We live in a world that bombards us with bad behavior. From reality shows like Survivor where the people lie and back stab each other, to the Real Housewives, un-classy behavior seems to be the norm.
But that doesn’t mean that you have to act like a crazy person. In fact, I think it’s really important to take the high road and be as respectful as possible at all times.
How to be classy – 20 tips that make all the difference
Usually, our behavior is modeled after our parents’. So, if you only saw lying, backstabbing, cheating, or any other kind of bad behavior in your childhood, don’t worry. It’s never too late to transform yourself into a highly classy individual. So here are some tips for how to be classy.
#1 Don’t create drama. Unfortunately, some people thrive on drama. They will lie, pick fights, and say or do anything to get people riled up. But that’s not classy. If you want to know how to be classy, don’t go creating drama. Just don’t.
#2 Stay away from drama. Okay, so many you’re not a drama creator, but if you even participate in drama, then that’s not classy. Perhaps your friend passes on a story about another mutual friend, and then you both decide to hold a grudge. That’s not classy. Don’t hang around people who create drama, and certainly participate or pass it on. [Read: Drama queen alert! 12 classy ways to deal with a diva]
#3 Dress tastefully. The media tells women that we need to dress “sexy” or “slutty” to gain a man’s attention. Well, that’s just bull. Sometimes, less is more. Don’t show up to a job interview or a first date looking like a call girl. Dress like you respect yourself and that you feel like you have nothing to prove with your body.
#4 Be polite. Ahhhh, what ever happened to saying “please” and “thank you?” What happened to opening and holding doors for random strangers? These basic etiquettes are slowly becoming a thing of the past *or so it seems*. Don’t be selfish – think about others and have behaviors toward them that is polite. [Read: 15 tips to be nice and loved by all in just a couple of minutes]
#5 Be respectful. Just because you are a liberal and your friend is a conservative, that doesn’t give you the right to trash them and their beliefs. Everyone deserves respect, so always remember that.
Treat the CEO of your company just the same way you do the janitors – or a homeless person. If you want to know how to be classy, this is definitely one you can’t forget.
#6 Don’t be jealous. I know… jealousy is a natural human emotion. However, that doesn’t mean you have to talk about it or act upon it. Classy people keep it to themselves or share it with a very close friend. They don’t go raging on about their jealousy. That’s just not cool. Or classy.
#7 Be happy. You might not think happiness is part of learning how to be classy. But happy people have no need to prove themselves to others. And because of that, they don’t have to resort to doing anything that might embarrass themselves just to get attention. [Read: 13 happy things you need for a perfectly happy life]
#8 Have passions. If you want to know how to be classy, have some passions! If you don’t have any, then just try things out. Everyone will find a passion eventually. Classy people have a sense of purpose, and they follow their passions.

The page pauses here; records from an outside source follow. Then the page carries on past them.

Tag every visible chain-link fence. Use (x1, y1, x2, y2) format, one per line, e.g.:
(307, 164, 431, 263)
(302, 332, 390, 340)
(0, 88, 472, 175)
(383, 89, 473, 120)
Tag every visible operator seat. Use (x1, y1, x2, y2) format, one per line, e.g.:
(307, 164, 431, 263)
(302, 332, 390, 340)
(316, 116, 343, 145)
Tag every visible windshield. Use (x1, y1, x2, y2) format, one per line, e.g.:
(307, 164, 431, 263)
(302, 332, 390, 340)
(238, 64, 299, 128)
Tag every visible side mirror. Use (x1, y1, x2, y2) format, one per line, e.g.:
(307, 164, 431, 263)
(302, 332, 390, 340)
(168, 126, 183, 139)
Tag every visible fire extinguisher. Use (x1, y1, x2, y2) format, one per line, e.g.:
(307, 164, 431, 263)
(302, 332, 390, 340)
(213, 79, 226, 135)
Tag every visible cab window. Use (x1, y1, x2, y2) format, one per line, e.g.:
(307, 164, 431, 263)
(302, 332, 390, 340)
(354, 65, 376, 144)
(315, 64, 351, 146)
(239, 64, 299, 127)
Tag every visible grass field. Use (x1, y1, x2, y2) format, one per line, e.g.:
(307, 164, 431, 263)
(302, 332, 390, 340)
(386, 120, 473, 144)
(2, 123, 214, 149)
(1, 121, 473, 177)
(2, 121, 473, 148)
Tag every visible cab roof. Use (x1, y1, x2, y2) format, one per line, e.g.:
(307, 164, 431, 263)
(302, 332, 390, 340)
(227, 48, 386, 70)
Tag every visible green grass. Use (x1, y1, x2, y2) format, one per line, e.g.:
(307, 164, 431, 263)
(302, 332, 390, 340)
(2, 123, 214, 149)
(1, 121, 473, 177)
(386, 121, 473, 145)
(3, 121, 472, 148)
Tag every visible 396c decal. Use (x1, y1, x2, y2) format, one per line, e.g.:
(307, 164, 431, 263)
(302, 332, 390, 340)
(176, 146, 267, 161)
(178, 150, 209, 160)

#9 Watch your body language. Many times, people aren’t even aware of the messages they send to others via their body language. But classy people are more conscious of it. They restrain themselves from rolling their eyes or getting too touchy-feely on the first date if it’s inappropriate. [Read: The classy girl’s guide to be more attractive to men]
#10 Don’t jump on the bandwagon. There will always be fads and trend that are cool and fun to try. But just because all of your friends are doing something, wearing something, or saying something doesn’t mean you have to as well. Be your own person and think about your actions before you jump on the bandwagon.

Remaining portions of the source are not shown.